No. 2: Sam Walker's departure for Reading the previous summer. The U's certainly missed their former No.1, who had rattled up exactly 200 appearances before his exit. Dillon Barnes, Rene Gilmartin and Ethan Ross shared the goalkeeping responsibilities, but you can't help thinking that Walker's presence would have secured the extra few points necessary for a top-seven or even top-three finish. Ironically, Walker only played seven league games for Reading all season.
No. 3: The injury to Luke Norris, and his subsequent loss of form. The ex-Swindon striker began life with the U's in superb fashion, netting seven goals in his first nine appearances, but he managed just one more goal all season and failed to hit the target from mid-October onwards. In fact, he went 23 appearances without scoring.
REASONS TO BE CHEERFUL
No. 1: The U's played entertaining football throughout the season, and I certainly think that fans got their money's worth. I see no reason for that to change next season.
No. 2: Having just missed out on the play-offs, by one place, in two of the last three years, the U's are banging on the door. In other words, they are not far off what is required to mount a successful promotion push.

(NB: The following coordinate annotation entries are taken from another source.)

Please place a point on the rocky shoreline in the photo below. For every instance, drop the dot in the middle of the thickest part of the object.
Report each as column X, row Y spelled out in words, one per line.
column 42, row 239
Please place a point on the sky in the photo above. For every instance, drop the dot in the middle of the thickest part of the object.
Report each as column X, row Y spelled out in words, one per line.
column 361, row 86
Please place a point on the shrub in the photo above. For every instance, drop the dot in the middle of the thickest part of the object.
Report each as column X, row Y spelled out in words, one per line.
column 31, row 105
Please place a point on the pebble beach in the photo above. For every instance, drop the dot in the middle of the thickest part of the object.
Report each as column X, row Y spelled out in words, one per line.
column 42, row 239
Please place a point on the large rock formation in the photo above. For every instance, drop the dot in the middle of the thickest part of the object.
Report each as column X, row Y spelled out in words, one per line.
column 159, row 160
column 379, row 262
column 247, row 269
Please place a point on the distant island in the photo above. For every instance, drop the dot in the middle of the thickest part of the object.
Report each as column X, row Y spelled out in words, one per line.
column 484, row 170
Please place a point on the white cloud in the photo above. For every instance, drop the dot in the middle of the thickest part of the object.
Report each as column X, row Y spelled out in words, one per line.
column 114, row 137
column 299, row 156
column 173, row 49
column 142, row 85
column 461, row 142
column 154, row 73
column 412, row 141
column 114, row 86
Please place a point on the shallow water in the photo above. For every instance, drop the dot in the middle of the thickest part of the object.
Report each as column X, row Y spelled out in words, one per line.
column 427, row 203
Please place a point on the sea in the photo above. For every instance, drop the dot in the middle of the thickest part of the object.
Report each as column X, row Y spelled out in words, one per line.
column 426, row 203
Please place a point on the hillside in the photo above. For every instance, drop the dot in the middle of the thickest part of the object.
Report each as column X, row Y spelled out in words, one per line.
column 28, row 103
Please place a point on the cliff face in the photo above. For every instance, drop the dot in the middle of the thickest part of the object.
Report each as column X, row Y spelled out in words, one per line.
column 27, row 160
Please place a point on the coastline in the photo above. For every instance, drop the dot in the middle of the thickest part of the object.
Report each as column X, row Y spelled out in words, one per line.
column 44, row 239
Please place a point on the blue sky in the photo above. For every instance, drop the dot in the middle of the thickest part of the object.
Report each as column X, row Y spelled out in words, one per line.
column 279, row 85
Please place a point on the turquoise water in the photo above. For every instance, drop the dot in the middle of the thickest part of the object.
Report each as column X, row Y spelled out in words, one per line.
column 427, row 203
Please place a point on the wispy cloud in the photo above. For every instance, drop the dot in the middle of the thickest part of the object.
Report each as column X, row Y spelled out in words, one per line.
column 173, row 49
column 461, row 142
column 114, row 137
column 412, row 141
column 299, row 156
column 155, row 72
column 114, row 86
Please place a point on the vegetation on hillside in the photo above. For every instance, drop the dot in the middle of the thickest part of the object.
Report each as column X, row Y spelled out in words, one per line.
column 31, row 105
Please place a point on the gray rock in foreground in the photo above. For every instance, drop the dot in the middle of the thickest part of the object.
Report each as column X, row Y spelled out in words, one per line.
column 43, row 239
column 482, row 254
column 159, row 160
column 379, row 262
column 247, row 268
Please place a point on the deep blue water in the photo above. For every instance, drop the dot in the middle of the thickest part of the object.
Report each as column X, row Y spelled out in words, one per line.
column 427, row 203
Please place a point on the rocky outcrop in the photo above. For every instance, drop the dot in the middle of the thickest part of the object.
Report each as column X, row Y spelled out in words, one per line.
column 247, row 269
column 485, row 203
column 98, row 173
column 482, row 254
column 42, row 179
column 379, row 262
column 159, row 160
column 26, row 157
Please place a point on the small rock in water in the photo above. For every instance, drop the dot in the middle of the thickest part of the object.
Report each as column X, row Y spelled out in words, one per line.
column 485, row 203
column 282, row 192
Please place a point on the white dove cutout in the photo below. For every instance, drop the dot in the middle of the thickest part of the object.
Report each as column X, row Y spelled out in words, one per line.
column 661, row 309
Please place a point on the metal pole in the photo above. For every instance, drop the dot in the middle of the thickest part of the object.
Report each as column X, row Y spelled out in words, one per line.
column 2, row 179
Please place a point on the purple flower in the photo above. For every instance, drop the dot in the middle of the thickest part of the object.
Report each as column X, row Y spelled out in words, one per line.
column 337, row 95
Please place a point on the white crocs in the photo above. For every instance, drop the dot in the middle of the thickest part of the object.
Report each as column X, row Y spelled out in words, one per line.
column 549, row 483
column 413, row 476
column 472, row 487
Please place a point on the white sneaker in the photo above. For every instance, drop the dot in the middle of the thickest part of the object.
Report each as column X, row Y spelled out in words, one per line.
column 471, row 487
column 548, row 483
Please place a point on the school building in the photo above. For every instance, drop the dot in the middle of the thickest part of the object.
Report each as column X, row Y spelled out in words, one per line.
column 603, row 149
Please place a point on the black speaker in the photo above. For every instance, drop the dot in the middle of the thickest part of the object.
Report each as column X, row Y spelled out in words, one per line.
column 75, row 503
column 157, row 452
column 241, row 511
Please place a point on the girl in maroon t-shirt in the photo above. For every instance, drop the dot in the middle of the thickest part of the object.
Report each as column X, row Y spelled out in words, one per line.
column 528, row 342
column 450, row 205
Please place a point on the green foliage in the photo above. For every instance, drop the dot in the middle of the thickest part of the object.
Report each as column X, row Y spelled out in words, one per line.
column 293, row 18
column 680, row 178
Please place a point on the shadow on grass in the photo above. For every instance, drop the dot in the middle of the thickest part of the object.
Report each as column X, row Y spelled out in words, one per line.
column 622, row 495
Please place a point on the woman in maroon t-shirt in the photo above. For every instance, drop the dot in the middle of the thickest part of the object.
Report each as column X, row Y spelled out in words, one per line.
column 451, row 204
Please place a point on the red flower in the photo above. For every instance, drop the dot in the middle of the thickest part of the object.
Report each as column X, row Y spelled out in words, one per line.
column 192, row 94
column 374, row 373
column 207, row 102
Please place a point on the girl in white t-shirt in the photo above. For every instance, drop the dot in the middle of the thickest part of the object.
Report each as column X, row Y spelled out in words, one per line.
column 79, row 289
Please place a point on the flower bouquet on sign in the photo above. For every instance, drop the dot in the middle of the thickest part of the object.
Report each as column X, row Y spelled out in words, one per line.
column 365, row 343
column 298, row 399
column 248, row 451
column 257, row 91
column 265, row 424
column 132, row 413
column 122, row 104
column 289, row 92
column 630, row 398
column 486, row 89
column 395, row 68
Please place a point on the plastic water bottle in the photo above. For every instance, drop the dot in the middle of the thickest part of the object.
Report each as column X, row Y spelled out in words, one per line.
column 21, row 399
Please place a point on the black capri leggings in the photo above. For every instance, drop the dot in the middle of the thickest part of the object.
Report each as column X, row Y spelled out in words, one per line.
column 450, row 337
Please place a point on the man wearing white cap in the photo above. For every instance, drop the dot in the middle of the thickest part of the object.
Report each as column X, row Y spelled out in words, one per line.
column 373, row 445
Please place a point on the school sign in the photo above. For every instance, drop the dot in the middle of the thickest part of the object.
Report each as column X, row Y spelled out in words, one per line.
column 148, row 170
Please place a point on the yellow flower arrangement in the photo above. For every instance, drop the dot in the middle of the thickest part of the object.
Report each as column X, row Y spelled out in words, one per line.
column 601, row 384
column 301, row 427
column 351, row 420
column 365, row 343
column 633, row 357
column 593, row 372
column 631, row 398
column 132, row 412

No. 3: John McGreal and Steve Ball have proved themselves to be a good management team. They now have the benefit of three years experience behind them, and have the backing of chairman and owner Robbie Cowling.
CARL MARSTON'S FOOTNOTE
Carl's best home game: The last home fixture, a 2-0 win over Paul Tisdale's high-flying MK Dons (April 27), was the most enjoyable. The stadium rocked. Equally satisfying was the 1-0 win over leaders Lincoln (October 27).
Carl's best away game: Predictably, it had to be the last day of the season, and that wonderful 3-0 win at champions Lincoln (May 4). It was as good-a-first-half of football that I have witnessed from a U's team in many-a-year. The 4-0 win at Northampton (February 2) was just as emphatic, but more low-key.
Carl's player-of-the-season: For me, Sammie Szmodics gets the nod. He was the spark in the team, the player that the opposition most feared, and the player most likely to unlock a defence.
Carl's summer hopes: That the club manages to hold onto its best young stars, like Szmodics, Frankie Kent and Courtney Senior.